Dokładnie przypomnij sobie, na czym najwięcej zarobiłeś i dlaczego? To efekt trzymania się strategii i kalkulacji czy zwykły szczęśliwy traf? Tak samo w przypadku strat – gdzie popełniłeś błąd oraz dlaczego wcześniej go nie dostrzegłeś?
Podobno najwięcej uczymy się na błędach, ale z sukcesów też wynoś lekcje. Nie myl farta z umiejętnościami, bo włączy Ci się syndrom Boga. I zawsze inwestuj tylko w to, co rozumiesz.
Jeśli już przeanalizowałeś swoje dotychczasowe inwestycje, to czas zająć się strategią na przyszły rok. Czy zostajesz przy obecnej? Wprowadzasz zmiany? A może całkowicie ją zmieniasz?
Pogoń za potencjalnie większym zyskiem może pchać Cię w aktywa o większym ryzyku, a może zupełnie odwrotnie? Z racji wieku coraz mniej obchodzi Cię większy zysk, a preferujesz spokój i przewidywalność? Strategia ma odpowiadać Tobie i Twoim celom.
Zaplanuj swoje cele
A skoro o celach mowa i podsumowałeś już wszystkie konkrety, to pora się rozmarzyć, ale tylko trochę. Jasne, mierz jak najwyżej, ale zachowaj pewną dozę realizmu. Nowy biznes, inwestycje czy cokolwiek innego to świetne plany. Nowe auto też, ale bez dobrego planu będziesz mijać się z rzeczywistością tak samo, jak kierowcy BMW z kierunkowskazami. Niby gdzieś jadą, ale nikt nie wie dokąd…
Zaplanuj swoje cele w zorganizowany sposób, czyli w oparciu o 3 cechy:
Cel powinien być konkretny
Chęć posiadania nowego auta to nie cel. Ale jeśli masz już na myśli konkretny model, rocznik i wyposażenie to tak, masz konkret.
Cel powinien być także mierzalny
Zamiast „nowy samochód ma mi nie zrujnować budżetu”, ustal konkretną kwotę, jaką jesteś gotów wydać oraz jak długo zajmie Ci jej uzbieranie.

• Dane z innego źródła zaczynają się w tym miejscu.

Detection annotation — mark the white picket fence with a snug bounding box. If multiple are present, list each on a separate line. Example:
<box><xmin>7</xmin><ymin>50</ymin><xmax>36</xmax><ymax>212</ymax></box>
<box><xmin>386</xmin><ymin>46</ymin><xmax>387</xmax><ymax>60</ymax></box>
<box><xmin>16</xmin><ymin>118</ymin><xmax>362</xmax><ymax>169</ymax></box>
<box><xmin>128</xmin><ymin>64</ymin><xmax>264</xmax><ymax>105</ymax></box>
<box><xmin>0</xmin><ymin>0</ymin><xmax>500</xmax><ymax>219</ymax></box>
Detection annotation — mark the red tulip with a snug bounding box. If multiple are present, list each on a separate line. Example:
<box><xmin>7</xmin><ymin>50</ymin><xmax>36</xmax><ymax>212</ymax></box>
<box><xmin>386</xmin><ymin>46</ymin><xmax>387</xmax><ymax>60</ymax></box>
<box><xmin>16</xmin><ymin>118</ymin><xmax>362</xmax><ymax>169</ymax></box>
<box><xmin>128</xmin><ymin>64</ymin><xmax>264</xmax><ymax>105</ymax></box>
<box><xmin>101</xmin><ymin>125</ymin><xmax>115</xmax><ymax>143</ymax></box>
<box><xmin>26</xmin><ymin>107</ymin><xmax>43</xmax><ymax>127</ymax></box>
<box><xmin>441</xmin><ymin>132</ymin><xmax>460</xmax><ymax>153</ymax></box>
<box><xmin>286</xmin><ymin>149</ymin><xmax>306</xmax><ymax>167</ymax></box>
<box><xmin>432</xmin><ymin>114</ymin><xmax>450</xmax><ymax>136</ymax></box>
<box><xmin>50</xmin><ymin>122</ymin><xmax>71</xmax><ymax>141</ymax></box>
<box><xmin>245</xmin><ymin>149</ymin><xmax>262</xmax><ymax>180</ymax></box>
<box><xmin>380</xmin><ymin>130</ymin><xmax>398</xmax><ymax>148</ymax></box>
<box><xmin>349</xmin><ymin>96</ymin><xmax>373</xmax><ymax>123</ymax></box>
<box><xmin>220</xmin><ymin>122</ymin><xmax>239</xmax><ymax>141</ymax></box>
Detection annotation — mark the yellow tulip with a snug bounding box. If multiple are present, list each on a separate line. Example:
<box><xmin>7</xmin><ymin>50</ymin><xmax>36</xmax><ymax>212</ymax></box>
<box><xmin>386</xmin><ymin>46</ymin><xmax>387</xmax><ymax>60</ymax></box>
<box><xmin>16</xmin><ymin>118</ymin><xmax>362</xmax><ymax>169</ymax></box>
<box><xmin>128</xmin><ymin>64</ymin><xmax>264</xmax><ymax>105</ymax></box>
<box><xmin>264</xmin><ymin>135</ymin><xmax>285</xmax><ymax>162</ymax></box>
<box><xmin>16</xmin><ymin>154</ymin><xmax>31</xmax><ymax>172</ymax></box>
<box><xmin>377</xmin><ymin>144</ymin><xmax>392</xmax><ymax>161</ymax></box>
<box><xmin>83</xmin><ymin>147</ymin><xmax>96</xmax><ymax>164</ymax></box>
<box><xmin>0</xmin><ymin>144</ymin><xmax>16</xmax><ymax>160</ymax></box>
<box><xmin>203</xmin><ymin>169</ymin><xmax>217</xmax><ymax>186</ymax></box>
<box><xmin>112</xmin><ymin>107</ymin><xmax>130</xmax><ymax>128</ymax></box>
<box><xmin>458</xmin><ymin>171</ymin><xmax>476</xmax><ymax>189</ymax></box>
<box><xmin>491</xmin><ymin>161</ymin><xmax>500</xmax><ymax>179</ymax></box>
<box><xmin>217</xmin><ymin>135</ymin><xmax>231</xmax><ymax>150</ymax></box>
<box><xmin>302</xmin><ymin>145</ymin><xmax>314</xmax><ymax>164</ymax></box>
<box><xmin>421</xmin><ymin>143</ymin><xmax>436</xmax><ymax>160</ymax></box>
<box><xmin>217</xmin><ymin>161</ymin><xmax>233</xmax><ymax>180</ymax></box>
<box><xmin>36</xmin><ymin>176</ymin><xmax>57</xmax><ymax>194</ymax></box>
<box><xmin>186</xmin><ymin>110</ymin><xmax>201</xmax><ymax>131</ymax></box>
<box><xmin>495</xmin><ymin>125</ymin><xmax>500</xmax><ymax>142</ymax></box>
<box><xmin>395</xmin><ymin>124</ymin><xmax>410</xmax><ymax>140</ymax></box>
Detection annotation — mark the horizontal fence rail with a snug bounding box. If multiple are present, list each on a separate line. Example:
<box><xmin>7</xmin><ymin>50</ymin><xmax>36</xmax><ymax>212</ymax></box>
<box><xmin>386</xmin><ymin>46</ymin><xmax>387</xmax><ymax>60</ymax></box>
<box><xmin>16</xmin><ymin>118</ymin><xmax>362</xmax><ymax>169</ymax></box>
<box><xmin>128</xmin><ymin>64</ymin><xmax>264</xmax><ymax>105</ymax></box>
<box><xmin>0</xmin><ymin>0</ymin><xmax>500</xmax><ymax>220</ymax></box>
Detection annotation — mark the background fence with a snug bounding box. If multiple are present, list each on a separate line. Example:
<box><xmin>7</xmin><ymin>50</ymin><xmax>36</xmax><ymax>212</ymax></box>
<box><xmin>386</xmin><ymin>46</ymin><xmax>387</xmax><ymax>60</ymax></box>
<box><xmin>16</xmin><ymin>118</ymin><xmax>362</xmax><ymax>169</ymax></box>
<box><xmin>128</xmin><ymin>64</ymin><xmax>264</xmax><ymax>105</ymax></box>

No i oczywiście Twój cel powinien być realny
Jeśli po pracy etatowej dorabiasz hobbystycznie szydełkując, to raczej na nowego Bentleya może nie wystarczyć, ale może używane Audi jest w zasięgu?
Nawet jeśli nowe auto nie jest Twoim celem (w zasadzie nieważne czym on jest), jeśli masz osiągnąć swój cel, to powinien spełniać te 3 warunki – być konkretny, mierzalny i realny.
Do zbierania na konkretny cel wykorzystaj osobne konto albo subkonto, by nie mieszać tych środków z kasą na codzienne wydatki. W subkoncie często masz pasek postępu i wartość procentową. Możesz nawet ustalić datę i wgrać zdjęcie. To całkiem niezła motywacja.
Jeśli natomiast wybierzesz oddzielne konto, to przy zalogowaniu się do głównego konta, nie widzisz dostępnych tam środków. Są w innym banku i nie kusi Cię tak do zrobienia czegoś, czego będziesz żałować.
Na pewno jednak nie pożałujesz, że podsumowałeś finansowo rok i zaplanowałeś kolejny. Cały plan możesz mieć w głowie ale lepiej mieć go na papierze, dlatego pobierz sobie ten PDF poniżej.
1 Komentarz
Przede wszystkim planowanie celów, a cel zapisany na kartce/excelu nie jest celem. Zapisujemy konkretny cel i okres jego osiągnięcia i szacujemy czy jest realny. Jeśli jest, ustalamy etapy jego osiągnięcia. Tak właśnie buduje się projekty, firmy, a także osiąga cele finansowe. Wiele małych kroków w odpowiednim kierunku.